Although a user of online resources, Elizabeth still ensures she has time to visit archive repositories to view and appreciate original records.
April 14Informal Meeting - My recent research
The last couple of years have been strange ones. Did you have more time for your research? Come and share your discoveries with other members of the group.
May 12Jane Lewis - Land of my Father's Father. Welsh Research
Jane is a professional genealogist (which in my book means that I’m only one page ahead of everyone else!) and I grew up and went to school in Wales.
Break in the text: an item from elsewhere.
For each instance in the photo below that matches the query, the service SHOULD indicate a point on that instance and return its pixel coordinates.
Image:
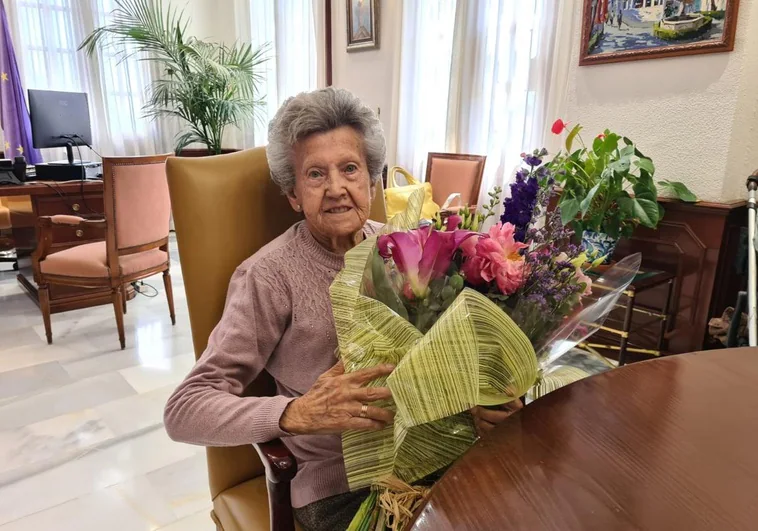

I’ve worked at Surrey History Centre for over 25 years, qualified as a genealogist a little over 10 years ago and have enjoyed working with many different members of the WSFHS during that time. Some non-Welsh family historians feel a bit apprehensive about researching in gorgeous glorious Wales but there really is no need for this! I hope that I can dispel any fears about language and geography and prove that perceived obstacles are nothing more than differences. She has lots of tips and techniques which she hopes will make research easier and more enjoyable and I’ll also be bringing handouts with useful addresses, books and websites – many of which are free. Jane hopes to inspire people to go on holiday to walk in their ancestors’ footsteps among the hills and valleys of Wales – although advising them to take a brolly!
June 9Bob France - Sarah Wells, the worst housekeeper.
Sarah's celebrity son, HG Wells, considered her, “perhaps the worst housekeeper that ever was thought of.” Uppark’s Sarah Wells life was filled with hardships and disasters. Her diaries and son’s writings give a remarkable insight into her struggles: raising her family in poverty; a frequently absent and irresponsible husband; managing Uppark’s dysfunctional household. Why did she take on the role of housekeeper when almost 60? Was she really as bad as HG suggests or just an “exhausted little woman” coping with insurmountable difficulties? Hear her life story and decide for yourself!